Storm on the Island

Storm on the Island Study Guide

"Storm on the Island" is a poem by Irish poet Seamus Heaney, first published in his 1966 collection Death of a Naturalist. It has been interpreted as an allegory for political tensions in Northern Ireland, though it does not allude to these tensions explicitly. It portrays a desolate island landscape inhabited by a group of resourceful individuals who must protect themselves from a storm. If read as an allegory for conflict in Ireland, then the islanders may be understood to represent the Irish people. The storm, meanwhile, may represent oppressive British rule, and may represent the brutality of war and conflict in general.

The poem begins with a description of the island itself and the islanders' techniques of self-protection. It then shifts to describing the chaos of the storm, making heavy use of enjambment in order to portray turmoil and build suspense. As the poem draws to a close, the speaker makes note of the paradoxical nature of the islanders' fear, musing that the storm they are afraid of is both destructive and, on a physical level, almost nonexistent.

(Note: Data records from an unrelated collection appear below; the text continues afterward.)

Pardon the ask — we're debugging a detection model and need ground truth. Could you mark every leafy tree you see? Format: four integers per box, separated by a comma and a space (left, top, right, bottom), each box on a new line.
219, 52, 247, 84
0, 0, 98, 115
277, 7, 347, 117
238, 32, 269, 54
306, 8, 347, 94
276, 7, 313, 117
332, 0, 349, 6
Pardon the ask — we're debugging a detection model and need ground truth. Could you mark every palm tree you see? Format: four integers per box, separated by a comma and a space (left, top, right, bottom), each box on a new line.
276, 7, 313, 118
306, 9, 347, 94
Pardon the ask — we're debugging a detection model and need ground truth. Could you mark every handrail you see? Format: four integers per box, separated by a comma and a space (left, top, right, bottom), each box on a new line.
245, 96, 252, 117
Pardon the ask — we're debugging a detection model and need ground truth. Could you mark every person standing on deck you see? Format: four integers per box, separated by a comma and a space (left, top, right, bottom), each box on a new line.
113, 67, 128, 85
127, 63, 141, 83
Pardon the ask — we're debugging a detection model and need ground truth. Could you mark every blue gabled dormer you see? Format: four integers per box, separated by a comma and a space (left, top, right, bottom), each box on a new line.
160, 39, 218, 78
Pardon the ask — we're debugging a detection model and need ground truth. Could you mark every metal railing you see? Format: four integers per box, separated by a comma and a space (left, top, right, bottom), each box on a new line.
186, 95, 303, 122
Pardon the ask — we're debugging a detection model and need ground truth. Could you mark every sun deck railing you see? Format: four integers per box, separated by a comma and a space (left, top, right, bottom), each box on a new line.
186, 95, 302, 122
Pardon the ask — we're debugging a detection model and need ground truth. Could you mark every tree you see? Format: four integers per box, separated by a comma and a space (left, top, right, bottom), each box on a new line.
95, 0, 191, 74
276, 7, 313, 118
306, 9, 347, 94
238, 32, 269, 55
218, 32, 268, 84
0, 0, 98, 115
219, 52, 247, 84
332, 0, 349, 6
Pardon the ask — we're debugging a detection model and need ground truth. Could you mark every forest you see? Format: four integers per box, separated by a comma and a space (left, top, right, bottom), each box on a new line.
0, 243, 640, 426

The poem is notable for its vivid descriptions of the natural world and for its meticulous use of assonance, alliteration, consonance, and onomatopoeia. It borrows from military vocabularies, subtly comparing the storm to an attacking army. It is written as a single stanza, uses iambic pentameter throughout, and, though it does not consistently use rhyme, does conclude with an end rhyme. Its speaker appears to be an amalgamation of the island's inhabitants, identified only as "we." The reader is also addressed as "you," implying that even the reader is implicated in the poem's conflict.

Death of a Naturalist, the collection containing this poem, contains 33 others as well, including the well-known "Digging" and "Mid-Term Break." These other poems, like "Storm on the Island," are concerned with the natural world, Irish heritage and history, loss, and the divide between the physical and abstract realms.